Santiago (Chile) – O cenário político chileno caminha para um dos enfrentamentos mais polarizados desde o fim da ditadura de Augusto Pinochet. A comunista Jeannette Jara e o extremista de direita José Antonio Kast avançaram ao segundo turno das eleições presidenciais, marcado para 14 de dezembro.
Com 60% das urnas apuradas neste domingo (16), Jara aparece com 26% dos votos, seguida de Kast, com 24%, diferença de dois pontos que confirma o favoritismo de ambos e consolida a disputa entre projetos de país radicalmente opostos.
A fragmentação da direita marcou o pleito. Além de Kast, concorriam Evelyn Matthei, representante da centro-direita tradicional, e Johannes Kaiser, do Partido Libertário Nacional, ainda mais à direita que Kast. Ambos recusaram participar das primárias oficiais, ao contrário da esquerda que unificou sua candidatura em torno de Jara.
Pesquisas indicam que, somados, os diferentes blocos da direita superam 50% das intenções de voto no Chile, enquanto Jara não ultrapassa 30%, apontando um segundo turno especialmente desafiador para a candidata do governo Boric.
Voto obrigatório muda dinâmica
A eleição teve o retorno do voto obrigatório pela primeira vez desde 1990. No último pleito presidencial, a abstenção ultrapassou 50%. Segundo analistas, a presença dos novos eleitores pode reconfigurar previsões.
“Este é um cenário sem precedentes em uma eleição presidencial”, afirmou o cientista político Guillermo Holzmann, da Universidade de Valparaíso. Para ele, a nova base eleitoral não se guia mais por clivagens clássicas de direita e esquerda, mas por demandas imediatas, sobretudo sobre segurança e bem-estar econômico.
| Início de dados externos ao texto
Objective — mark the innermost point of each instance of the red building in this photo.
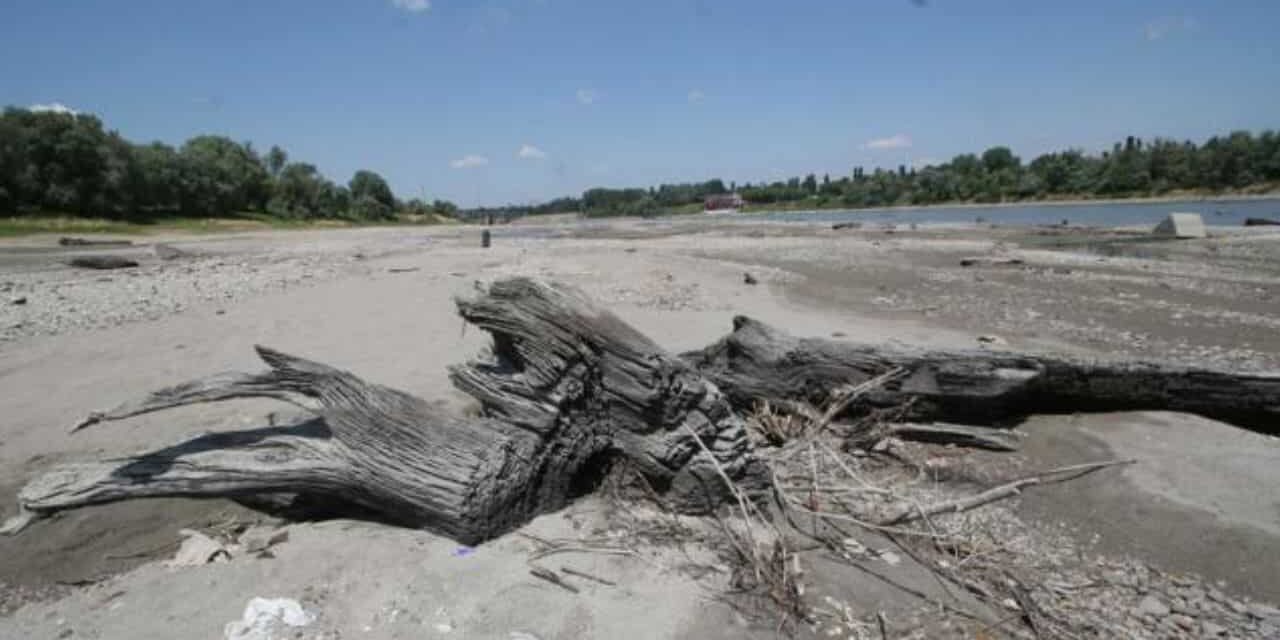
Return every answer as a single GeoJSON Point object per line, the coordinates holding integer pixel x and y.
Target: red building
{"type": "Point", "coordinates": [722, 202]}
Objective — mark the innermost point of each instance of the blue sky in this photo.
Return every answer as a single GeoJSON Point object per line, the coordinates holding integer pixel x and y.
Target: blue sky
{"type": "Point", "coordinates": [522, 100]}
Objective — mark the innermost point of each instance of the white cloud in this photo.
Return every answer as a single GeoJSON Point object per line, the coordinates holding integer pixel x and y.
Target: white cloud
{"type": "Point", "coordinates": [530, 152]}
{"type": "Point", "coordinates": [469, 161]}
{"type": "Point", "coordinates": [412, 5]}
{"type": "Point", "coordinates": [897, 141]}
{"type": "Point", "coordinates": [1168, 26]}
{"type": "Point", "coordinates": [56, 108]}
A campanha foi dominada pelo debate sobre crime organizado e imigração, temas que Kast capitaliza com propostas ultraconservadoras e de inspiração trumpista e bukelista.
José Antonio Kast: a ascensão da extrema-direita
Advogado, católico conservador e pai de nove filhos, Kast construiu sua carreira política nos círculos ultradireitistas ligados ao ideólogo Jaime Guzmán, colaborador direto de Pinochet.
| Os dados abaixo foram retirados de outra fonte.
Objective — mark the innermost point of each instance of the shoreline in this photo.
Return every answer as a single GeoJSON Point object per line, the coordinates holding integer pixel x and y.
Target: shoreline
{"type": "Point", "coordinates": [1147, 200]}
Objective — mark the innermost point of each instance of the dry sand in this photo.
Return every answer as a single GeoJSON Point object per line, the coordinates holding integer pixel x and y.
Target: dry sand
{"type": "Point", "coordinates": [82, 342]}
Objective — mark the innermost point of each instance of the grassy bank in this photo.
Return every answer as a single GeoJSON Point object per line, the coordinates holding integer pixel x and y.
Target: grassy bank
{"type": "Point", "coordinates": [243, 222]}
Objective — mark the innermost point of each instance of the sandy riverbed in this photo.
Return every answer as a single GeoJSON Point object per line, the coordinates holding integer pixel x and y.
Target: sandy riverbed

O candidato reivindica valores de “ordem e autoridade”, defende publicamente o legado da ditadura militar e rejeita o rótulo de extrema-direita, embora adote discursos alinhados a Donald Trump, Javier Milei e Nayib Bukele.
Entre suas promessas estão:
-
construção de valas e barreiras nas fronteiras com Peru e Bolívia;
-
endurecimento das deportações;
-
política de “mão de ferro” similar à de El Salvador;
-
ajuste fiscal de US$ 6 bilhões.
Sua trajetória familiar segue marcada por polêmicas. Documentos dos arquivos da Alemanha apontam que seu pai, Michael Kast, teria sido membro do Partido Nazista — fato que Kast nega ou relativiza.

Jeannette Jara: trajetória operária e pragmatismo político
A candidata de esquerda tem perfil distinto. Nascida em bairro popular de Santiago, filha de mecânico e líder sindical, Jara trabalhou desde jovem e financiou seus estudos com empregos temporários.
Foi líder estudantil nos anos 1990, atuou no funcionalismo público, ganhou notoriedade no movimento sindical e consolidou sua carreira na área de políticas sociais, especialmente no campo previdenciário e trabalhista.
Como ministra do Trabalho no governo Boric, Jara liderou mudanças estruturantes:
-
redução da jornada para 40 horas semanais,
-
aumento do salário mínimo,
-
reformas no sistema previdenciário.
Considerada pragmática, Jara representa o setor mais dialogado e reformista do Partido Comunista. Seu desafio até o segundo turno será ampliar pontes com o centro político e neutralizar o discurso anticomunista da direita.

Chile diante de um divisor de águas
O país volta às urnas em meio a um clima de incertezas e tensões acumuladas desde a crise social de 2019 e das frustrações do processo constitucional. O segundo turno confronta duas visões antagônicas:
uma plataforma progressista e de direitos sociais, representada por Jara,
e um projeto nacional-populista punitivista, defendido por Kast.
A disputa promete mobilizar amplamente a região, especialmente após o avanço de forças de extrema-direita na América Latina.